I watched this film in junior high so it has a special place in my dark heart as being one of my first real horror movie experiences. Fun fact: I had a friend who was terrified of this movie. One day, she left her locker open and I put a note that said, “Seven Days” inside the locker and closed it. To this day, I think that’s one of the meanest things I’ve ever done. Overall, this is just a well-done horror movie with a surprisingly heartfelt plot and some stylistic cinematography.
IMDB Description: “A year after the murder of her mother, a teenage girl is terrorized by a new killer, who targets the girl and her friends by using horror films as part of a deadly game.”
I love that this is a self-aware horror movie. Fans of horror will love the references to various horror tropes that pervade this film. I love the entire Scream franchise (including the spin-off TV series). These movies are great slasher flicks which don’t take themselves too seriously.
IMDB Description: “American seminary student Michael Kovak travels to Italy to take an exorcism course.”
Inspired by a true story, this is a great movie about faith. The acting is also superb since it stars none other than Sir Anthony Hopkins! This is the kind of movie that has plenty of scares but also makes you think about your own beliefs.
IMDB Description: “A young African-American visits his white girlfriend’s parents for the weekend, where his simmering uneasiness about their reception of him eventually reaches a boiling point.”
This is a groundbreaking movie that deserves a place in history for causing critics to start taking horror more seriously. This film, through its fantastic and nuanced discussion of race in America, proved that horror can have something to say. I highly recommend this one!
IMDB Description: “A woman, Rose, goes in search for her adopted daughter within the confines of a strange, desolate town called Silent Hill.”
This is definitely my most controversial pick as it was panned by critics and horror-lovers alike. But I don’t care – I love this movie! Yes, it’s cheesy and based on a video game, but I think the special effects are great and some of the monsters (the nurses, pyramid-head, etc.) are super cool!

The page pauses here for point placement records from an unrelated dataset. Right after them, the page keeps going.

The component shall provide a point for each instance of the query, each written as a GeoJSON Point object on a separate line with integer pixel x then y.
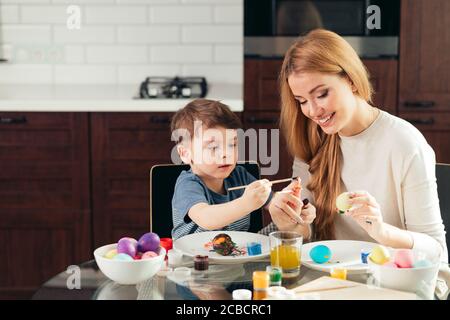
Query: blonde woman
{"type": "Point", "coordinates": [341, 142]}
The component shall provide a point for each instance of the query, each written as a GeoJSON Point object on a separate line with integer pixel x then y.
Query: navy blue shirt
{"type": "Point", "coordinates": [190, 190]}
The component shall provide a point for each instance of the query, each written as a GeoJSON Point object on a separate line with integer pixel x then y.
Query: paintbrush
{"type": "Point", "coordinates": [273, 182]}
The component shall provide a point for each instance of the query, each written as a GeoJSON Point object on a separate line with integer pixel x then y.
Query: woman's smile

IMDB Description: “Five interwoven stories that occur on Halloween: An everyday high school principal has a secret life as a serial killer; a college virgin might have just met the guy for her; a group of teenagers pull a mean prank; a woman who loathes the night has to contend with her holiday-obsessed husband; and a mean old man meets his match with a demonic, supernatural trick-or-treater.”
I don’t often like anthology films, but this is a really good one (which is also perfect thematically for Halloween). What sets this film apart is that the five stories are actually connected in a loose but organic way which makes it feel really complete. This one is definitely worth a watch!
IMDB Description: “Suspecting that people around him are turning into evil creatures, a troubled man questions whether to protect his only friend from an impending war, or from himself.”
I love psychological horror and this one kept me guessing until the very end – is this guy crazy or are evil things lurking about? This one is dark and suspenseful but more disturbing than scary. Overall, it’s one of the best low-budget horror options out there.
Well, I hope I’ve inspired you to give horror a try this Halloween season! Are you already a horror fan? What are some of your favorites? Please, let me know in the comment section!